Close to the Vicarage at Froome there was a factory whose chimneys were a considerable source of annoyance.

"On March 29, 1856," says the reprint of the Somerset and Wilts Journal, "a special jury case was tried at the Somerset Spring Assizes in which the Rev. W. J. E. Bennett was the plantiff and the late Mr. Henry Thompson defendant. The action was brought for the purpose of obtaining redress for an alleged grievance by reason of the smoke that came from the Silk Factory chimneys."

Mr. Linklater, a former Curate of Froome, thus tells the story of the trial--

"At first Mr. Bennett was nowhere. The opposing counsel, who was a schoolfellow at Westminster of the name of Slade, exhibited the designs of the chimneys and appealed to Mr. Bennett to point out the particular chimney that offended him. Mr. Bennett confessed that he did not know which chimney, and opposing counsel turned to the jury and said, 'Gentlemen, I am brought down all the way from London to defend this case, and the plaintiff does not know his own mind--does not know which chimney he objects to.'

"Mr. Bennett all this time was the picture of despair, leaning hopelessly on his umbrella. The judge at this point interfered, exhorting Mr. Bennett to try and collect his faculties and to say to which chimney he objected.

"In the silence of the Court Mr. Bennett answered, 'My lord, it is not the chimney at all that I object to; it's the smoke.' "
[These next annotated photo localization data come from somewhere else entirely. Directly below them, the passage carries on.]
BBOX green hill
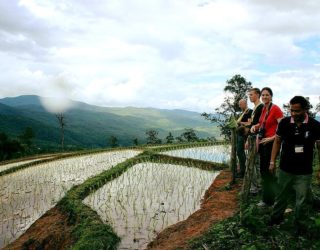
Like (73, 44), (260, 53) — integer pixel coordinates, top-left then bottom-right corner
(0, 95), (219, 149)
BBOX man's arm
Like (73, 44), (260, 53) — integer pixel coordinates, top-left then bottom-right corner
(269, 135), (282, 173)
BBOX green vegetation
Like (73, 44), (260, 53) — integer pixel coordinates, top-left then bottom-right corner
(108, 136), (119, 148)
(18, 127), (34, 148)
(145, 129), (162, 144)
(0, 132), (23, 161)
(188, 190), (320, 250)
(0, 127), (36, 161)
(148, 140), (227, 153)
(0, 95), (219, 150)
(165, 132), (174, 143)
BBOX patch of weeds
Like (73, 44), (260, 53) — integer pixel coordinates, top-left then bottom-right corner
(188, 189), (320, 250)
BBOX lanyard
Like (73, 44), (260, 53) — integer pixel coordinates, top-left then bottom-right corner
(261, 103), (273, 129)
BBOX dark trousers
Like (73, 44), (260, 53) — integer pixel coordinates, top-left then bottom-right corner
(236, 135), (246, 175)
(271, 169), (312, 224)
(259, 141), (277, 205)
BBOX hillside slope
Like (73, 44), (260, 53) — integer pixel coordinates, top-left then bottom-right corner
(0, 95), (219, 148)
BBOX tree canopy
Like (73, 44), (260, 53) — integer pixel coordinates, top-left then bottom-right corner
(202, 74), (252, 140)
(0, 132), (24, 161)
(165, 132), (174, 144)
(180, 128), (199, 142)
(108, 135), (119, 148)
(18, 127), (34, 147)
(145, 129), (162, 145)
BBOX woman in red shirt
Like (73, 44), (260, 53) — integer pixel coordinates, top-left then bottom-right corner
(251, 87), (283, 206)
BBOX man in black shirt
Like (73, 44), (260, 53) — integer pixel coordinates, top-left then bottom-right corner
(247, 88), (264, 193)
(269, 96), (320, 226)
(248, 88), (264, 129)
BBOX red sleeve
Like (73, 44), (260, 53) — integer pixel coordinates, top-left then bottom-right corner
(265, 104), (283, 137)
(272, 105), (283, 120)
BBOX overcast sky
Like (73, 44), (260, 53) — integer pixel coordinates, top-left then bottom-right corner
(0, 0), (319, 113)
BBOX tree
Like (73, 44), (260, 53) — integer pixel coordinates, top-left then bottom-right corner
(0, 132), (8, 160)
(165, 132), (174, 144)
(283, 96), (319, 118)
(175, 136), (184, 143)
(145, 129), (162, 145)
(305, 97), (315, 118)
(180, 128), (199, 142)
(109, 136), (119, 148)
(316, 97), (320, 114)
(0, 132), (8, 143)
(18, 127), (34, 148)
(202, 74), (252, 140)
(133, 138), (139, 146)
(207, 136), (217, 142)
(56, 113), (66, 150)
(282, 103), (290, 117)
(0, 132), (23, 160)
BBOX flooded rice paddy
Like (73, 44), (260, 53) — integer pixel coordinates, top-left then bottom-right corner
(0, 150), (140, 248)
(161, 145), (230, 163)
(83, 162), (219, 250)
(0, 157), (55, 174)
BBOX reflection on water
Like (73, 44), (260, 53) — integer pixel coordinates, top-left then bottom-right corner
(161, 145), (230, 163)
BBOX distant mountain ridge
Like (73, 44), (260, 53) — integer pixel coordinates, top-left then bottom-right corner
(0, 95), (219, 149)
(0, 95), (44, 107)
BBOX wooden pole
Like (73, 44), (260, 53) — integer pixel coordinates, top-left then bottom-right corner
(316, 141), (320, 185)
(241, 135), (256, 204)
(240, 135), (257, 222)
(230, 127), (237, 185)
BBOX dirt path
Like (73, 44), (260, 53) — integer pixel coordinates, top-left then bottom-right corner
(147, 170), (241, 250)
(4, 170), (241, 250)
(4, 207), (74, 250)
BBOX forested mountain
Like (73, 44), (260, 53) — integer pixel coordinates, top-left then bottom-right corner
(0, 95), (219, 149)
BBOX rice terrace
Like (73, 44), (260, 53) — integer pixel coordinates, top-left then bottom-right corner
(0, 142), (236, 250)
(1, 87), (319, 250)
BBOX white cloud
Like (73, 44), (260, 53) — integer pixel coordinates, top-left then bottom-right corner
(258, 67), (320, 106)
(0, 0), (319, 113)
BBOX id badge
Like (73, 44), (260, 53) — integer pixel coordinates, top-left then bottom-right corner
(295, 145), (304, 153)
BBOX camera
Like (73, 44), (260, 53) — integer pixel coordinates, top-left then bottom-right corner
(258, 127), (265, 140)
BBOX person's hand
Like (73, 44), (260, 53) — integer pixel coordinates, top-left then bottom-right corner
(269, 162), (276, 174)
(259, 137), (274, 145)
(245, 140), (249, 149)
(250, 125), (257, 133)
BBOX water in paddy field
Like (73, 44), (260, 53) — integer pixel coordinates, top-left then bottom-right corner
(161, 145), (230, 163)
(0, 157), (55, 174)
(0, 150), (141, 249)
(83, 163), (219, 250)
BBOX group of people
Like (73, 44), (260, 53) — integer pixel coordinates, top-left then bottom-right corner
(236, 87), (320, 227)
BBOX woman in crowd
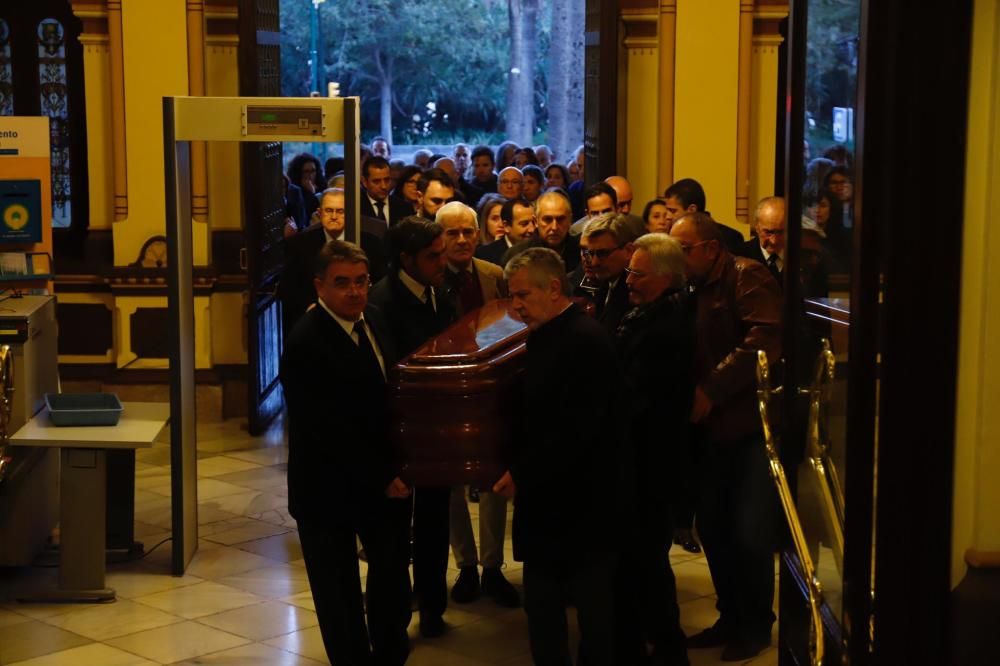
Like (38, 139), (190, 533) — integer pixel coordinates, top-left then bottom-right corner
(477, 193), (507, 243)
(495, 141), (519, 171)
(642, 199), (670, 233)
(513, 147), (539, 168)
(287, 153), (325, 220)
(391, 165), (424, 216)
(544, 163), (570, 191)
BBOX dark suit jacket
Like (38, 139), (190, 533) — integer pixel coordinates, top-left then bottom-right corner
(503, 234), (581, 272)
(444, 258), (508, 316)
(361, 189), (410, 227)
(368, 270), (457, 359)
(475, 238), (512, 267)
(718, 222), (746, 254)
(614, 290), (696, 514)
(285, 182), (308, 230)
(594, 275), (631, 335)
(511, 304), (629, 562)
(735, 238), (782, 289)
(280, 304), (397, 523)
(279, 226), (388, 334)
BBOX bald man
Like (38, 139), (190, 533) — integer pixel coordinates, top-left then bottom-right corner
(736, 197), (786, 287)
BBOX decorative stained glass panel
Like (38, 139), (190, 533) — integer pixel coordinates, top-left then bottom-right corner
(0, 20), (12, 116)
(37, 18), (70, 227)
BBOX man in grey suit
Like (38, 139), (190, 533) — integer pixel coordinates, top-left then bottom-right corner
(434, 202), (520, 608)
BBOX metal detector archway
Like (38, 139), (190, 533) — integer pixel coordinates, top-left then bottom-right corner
(164, 96), (360, 574)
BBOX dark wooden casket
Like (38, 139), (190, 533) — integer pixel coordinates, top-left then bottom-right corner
(389, 298), (527, 487)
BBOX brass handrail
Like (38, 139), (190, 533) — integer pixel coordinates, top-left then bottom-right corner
(802, 339), (845, 573)
(757, 350), (825, 666)
(0, 345), (13, 484)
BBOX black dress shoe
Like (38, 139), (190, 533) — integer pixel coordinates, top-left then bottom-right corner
(685, 621), (729, 649)
(673, 528), (702, 554)
(450, 566), (480, 603)
(419, 613), (446, 638)
(721, 637), (769, 662)
(481, 567), (521, 608)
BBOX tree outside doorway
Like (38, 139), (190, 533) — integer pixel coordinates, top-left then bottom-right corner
(280, 0), (584, 165)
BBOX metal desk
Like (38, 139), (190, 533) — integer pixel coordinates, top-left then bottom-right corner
(10, 402), (170, 602)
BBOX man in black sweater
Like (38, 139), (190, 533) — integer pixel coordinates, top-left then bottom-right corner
(369, 217), (458, 638)
(280, 240), (412, 666)
(494, 247), (628, 665)
(614, 233), (696, 666)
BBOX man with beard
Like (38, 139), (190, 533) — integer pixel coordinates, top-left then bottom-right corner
(415, 168), (457, 221)
(369, 217), (458, 638)
(614, 233), (695, 666)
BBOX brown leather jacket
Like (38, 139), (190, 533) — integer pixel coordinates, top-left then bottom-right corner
(693, 251), (782, 443)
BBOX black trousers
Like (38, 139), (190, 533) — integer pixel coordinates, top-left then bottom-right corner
(412, 485), (451, 620)
(297, 497), (411, 666)
(523, 553), (617, 666)
(615, 506), (687, 664)
(696, 434), (779, 642)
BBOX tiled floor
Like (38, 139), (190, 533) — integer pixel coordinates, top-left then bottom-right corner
(0, 415), (778, 665)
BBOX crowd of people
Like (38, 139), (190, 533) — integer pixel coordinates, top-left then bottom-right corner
(278, 136), (852, 665)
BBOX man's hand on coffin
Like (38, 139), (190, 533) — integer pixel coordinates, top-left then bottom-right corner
(492, 470), (515, 499)
(386, 476), (411, 499)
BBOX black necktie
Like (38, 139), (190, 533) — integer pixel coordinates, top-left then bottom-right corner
(423, 286), (437, 315)
(766, 254), (781, 282)
(353, 320), (384, 380)
(375, 200), (386, 222)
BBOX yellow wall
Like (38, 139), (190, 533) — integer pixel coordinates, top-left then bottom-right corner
(205, 37), (242, 231)
(674, 0), (742, 231)
(117, 1), (190, 266)
(749, 34), (782, 209)
(953, 0), (1000, 587)
(623, 15), (661, 206)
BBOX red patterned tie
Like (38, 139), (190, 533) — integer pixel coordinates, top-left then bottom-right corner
(457, 269), (484, 313)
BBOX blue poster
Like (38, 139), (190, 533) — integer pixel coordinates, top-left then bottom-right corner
(0, 180), (43, 243)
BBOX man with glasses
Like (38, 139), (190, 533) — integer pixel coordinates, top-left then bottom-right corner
(613, 232), (695, 666)
(737, 197), (786, 287)
(580, 212), (642, 334)
(669, 212), (782, 661)
(279, 188), (386, 336)
(416, 168), (457, 221)
(281, 240), (412, 666)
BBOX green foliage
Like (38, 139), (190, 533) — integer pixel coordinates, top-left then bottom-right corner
(806, 0), (861, 149)
(280, 0), (551, 140)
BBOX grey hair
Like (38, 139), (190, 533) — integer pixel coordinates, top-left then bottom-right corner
(633, 233), (687, 289)
(753, 196), (786, 227)
(503, 247), (570, 296)
(320, 187), (345, 204)
(582, 212), (643, 245)
(435, 201), (478, 229)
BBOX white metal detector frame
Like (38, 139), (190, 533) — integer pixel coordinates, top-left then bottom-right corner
(163, 96), (360, 574)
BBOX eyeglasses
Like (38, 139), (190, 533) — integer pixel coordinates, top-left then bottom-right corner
(623, 266), (647, 278)
(679, 240), (712, 255)
(580, 246), (623, 261)
(499, 179), (523, 186)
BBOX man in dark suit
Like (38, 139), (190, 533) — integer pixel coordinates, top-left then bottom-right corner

The verdict was for Mr. Bennett, damages forty shillings. Leave was given to appeal on the ground that the chimneys had stood for twenty-one years, but there is no trace of the appeal having taken place, and what happened about the obnoxious chimneys themselves is not clear.

During the work on the old church of Froome the question of the side altar in one of the chapels arose. The Bishop, in going round the church, said Mr. Bennett must have a faculty, but Mr. Bennett replied that, as the altar was not a new thing but merely the repair and restoration of an old one, there was no need of a faculty. The hint is valuable!
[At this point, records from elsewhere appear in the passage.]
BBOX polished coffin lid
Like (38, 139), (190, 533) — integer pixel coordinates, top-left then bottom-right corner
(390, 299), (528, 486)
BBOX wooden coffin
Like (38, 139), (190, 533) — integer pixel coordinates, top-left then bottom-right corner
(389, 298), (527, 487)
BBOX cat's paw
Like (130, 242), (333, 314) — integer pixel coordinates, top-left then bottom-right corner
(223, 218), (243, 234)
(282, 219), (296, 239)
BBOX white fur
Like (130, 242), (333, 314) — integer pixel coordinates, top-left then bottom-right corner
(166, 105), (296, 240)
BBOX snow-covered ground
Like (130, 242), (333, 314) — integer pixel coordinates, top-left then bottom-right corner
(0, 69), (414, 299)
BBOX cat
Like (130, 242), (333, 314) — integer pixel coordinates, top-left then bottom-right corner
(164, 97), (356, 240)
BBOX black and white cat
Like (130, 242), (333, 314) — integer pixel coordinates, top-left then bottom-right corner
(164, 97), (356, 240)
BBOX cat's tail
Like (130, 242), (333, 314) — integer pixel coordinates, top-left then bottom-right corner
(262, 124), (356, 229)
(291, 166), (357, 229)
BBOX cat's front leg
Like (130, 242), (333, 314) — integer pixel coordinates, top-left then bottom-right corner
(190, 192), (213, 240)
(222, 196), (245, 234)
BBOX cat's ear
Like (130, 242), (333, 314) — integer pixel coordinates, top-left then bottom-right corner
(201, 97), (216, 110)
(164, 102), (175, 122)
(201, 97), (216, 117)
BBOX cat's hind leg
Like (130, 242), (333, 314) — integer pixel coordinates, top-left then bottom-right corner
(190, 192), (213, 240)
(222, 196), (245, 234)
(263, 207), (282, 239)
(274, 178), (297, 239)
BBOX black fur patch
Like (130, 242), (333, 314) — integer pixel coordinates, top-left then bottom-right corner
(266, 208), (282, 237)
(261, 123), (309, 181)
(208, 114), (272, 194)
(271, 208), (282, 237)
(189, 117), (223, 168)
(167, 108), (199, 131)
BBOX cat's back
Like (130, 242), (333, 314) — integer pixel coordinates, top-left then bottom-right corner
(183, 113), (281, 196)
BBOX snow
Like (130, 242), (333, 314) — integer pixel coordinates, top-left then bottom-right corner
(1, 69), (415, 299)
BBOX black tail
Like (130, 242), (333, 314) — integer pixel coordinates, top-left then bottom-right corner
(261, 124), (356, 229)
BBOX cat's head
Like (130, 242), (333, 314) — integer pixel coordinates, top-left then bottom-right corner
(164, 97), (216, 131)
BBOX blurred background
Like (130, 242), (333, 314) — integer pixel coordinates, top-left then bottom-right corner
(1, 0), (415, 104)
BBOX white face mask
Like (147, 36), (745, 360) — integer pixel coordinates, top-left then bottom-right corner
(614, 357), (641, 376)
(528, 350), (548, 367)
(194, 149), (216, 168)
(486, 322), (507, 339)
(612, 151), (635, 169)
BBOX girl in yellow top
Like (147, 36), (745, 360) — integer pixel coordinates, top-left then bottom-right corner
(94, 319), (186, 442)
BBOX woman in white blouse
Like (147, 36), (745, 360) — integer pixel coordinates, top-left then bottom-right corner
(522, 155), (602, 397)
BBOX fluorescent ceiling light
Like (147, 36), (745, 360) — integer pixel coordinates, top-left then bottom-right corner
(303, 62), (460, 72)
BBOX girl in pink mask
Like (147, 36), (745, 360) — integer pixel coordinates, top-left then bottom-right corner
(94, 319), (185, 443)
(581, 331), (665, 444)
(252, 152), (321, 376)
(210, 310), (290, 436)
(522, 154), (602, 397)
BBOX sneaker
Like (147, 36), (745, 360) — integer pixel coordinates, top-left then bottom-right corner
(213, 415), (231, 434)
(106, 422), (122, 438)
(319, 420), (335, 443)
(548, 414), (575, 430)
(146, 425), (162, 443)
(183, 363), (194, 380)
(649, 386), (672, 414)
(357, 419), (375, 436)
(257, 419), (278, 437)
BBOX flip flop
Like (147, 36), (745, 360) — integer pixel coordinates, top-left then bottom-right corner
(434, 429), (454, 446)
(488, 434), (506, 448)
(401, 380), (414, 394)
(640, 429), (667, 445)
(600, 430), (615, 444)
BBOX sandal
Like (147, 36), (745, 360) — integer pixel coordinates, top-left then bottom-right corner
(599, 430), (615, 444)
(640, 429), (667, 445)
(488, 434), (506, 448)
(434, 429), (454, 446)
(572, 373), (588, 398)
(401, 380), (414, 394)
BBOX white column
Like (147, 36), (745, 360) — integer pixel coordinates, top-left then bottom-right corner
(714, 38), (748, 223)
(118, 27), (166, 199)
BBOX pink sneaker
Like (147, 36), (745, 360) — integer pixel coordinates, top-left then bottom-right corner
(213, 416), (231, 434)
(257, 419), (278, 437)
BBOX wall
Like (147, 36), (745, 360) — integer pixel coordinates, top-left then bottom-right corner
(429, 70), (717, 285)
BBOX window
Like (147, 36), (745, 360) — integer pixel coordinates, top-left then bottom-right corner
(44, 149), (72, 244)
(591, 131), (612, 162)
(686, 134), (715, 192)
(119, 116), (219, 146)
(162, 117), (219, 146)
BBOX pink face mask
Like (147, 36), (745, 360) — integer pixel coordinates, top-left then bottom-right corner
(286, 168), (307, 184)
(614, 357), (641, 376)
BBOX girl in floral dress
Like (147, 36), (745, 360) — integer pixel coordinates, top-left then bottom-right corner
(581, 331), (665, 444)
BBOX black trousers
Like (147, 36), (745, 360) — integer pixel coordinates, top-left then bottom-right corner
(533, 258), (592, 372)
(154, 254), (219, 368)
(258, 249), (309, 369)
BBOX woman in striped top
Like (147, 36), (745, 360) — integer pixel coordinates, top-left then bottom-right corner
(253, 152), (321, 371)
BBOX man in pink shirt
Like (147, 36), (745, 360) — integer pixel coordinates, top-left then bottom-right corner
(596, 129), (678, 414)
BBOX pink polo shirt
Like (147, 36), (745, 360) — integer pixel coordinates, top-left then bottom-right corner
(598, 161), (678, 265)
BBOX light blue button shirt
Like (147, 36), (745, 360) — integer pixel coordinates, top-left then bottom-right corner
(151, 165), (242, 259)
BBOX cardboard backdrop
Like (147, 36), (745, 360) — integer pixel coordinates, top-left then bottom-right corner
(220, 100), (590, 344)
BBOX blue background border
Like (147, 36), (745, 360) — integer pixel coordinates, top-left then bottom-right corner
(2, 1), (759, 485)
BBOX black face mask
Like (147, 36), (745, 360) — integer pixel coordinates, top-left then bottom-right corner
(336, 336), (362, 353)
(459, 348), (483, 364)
But of the stories recorded of Mr. Bennett none is more interesting than this, which is told, from the Vicar's own narrative, by Mrs. Compton.
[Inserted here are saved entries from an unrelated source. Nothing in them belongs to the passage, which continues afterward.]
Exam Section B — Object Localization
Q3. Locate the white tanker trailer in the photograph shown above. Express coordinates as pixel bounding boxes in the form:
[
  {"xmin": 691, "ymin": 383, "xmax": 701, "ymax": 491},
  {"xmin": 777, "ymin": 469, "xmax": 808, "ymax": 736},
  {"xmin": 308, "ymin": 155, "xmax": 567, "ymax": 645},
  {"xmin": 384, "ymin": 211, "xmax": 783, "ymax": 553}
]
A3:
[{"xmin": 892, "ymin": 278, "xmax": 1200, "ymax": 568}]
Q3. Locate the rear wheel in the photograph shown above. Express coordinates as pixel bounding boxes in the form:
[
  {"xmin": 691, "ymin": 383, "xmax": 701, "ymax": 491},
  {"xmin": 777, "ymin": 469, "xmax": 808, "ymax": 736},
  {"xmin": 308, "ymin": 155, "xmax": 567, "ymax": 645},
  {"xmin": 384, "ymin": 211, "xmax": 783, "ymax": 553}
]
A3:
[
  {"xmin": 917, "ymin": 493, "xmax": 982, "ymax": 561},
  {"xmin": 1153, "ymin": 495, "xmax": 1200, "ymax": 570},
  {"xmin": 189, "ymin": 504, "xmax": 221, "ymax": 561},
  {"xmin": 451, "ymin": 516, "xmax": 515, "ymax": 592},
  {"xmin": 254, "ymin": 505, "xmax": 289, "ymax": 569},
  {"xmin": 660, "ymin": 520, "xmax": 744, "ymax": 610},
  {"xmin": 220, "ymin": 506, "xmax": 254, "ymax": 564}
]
"I was standing in the vestry at S. Paul's, Knightsbridge, when a quick military step made me look round, and there was the Duke of Wellington. I bowed, and he said, 'Sir, I am come for orders. I am to give away a bride to-morrow in your church, and would like to understand my duties.' I took a Prayer-book and pointed out the directions as to the place, viz. at the chancel step at first, before the altar afterwards, and his own special position and duty. He drew himself up, and said, 'I thank you, sir, I quite understand.' And the next day he followed my directions like the good soldier that he is. Only those are fit to command who know how to obey."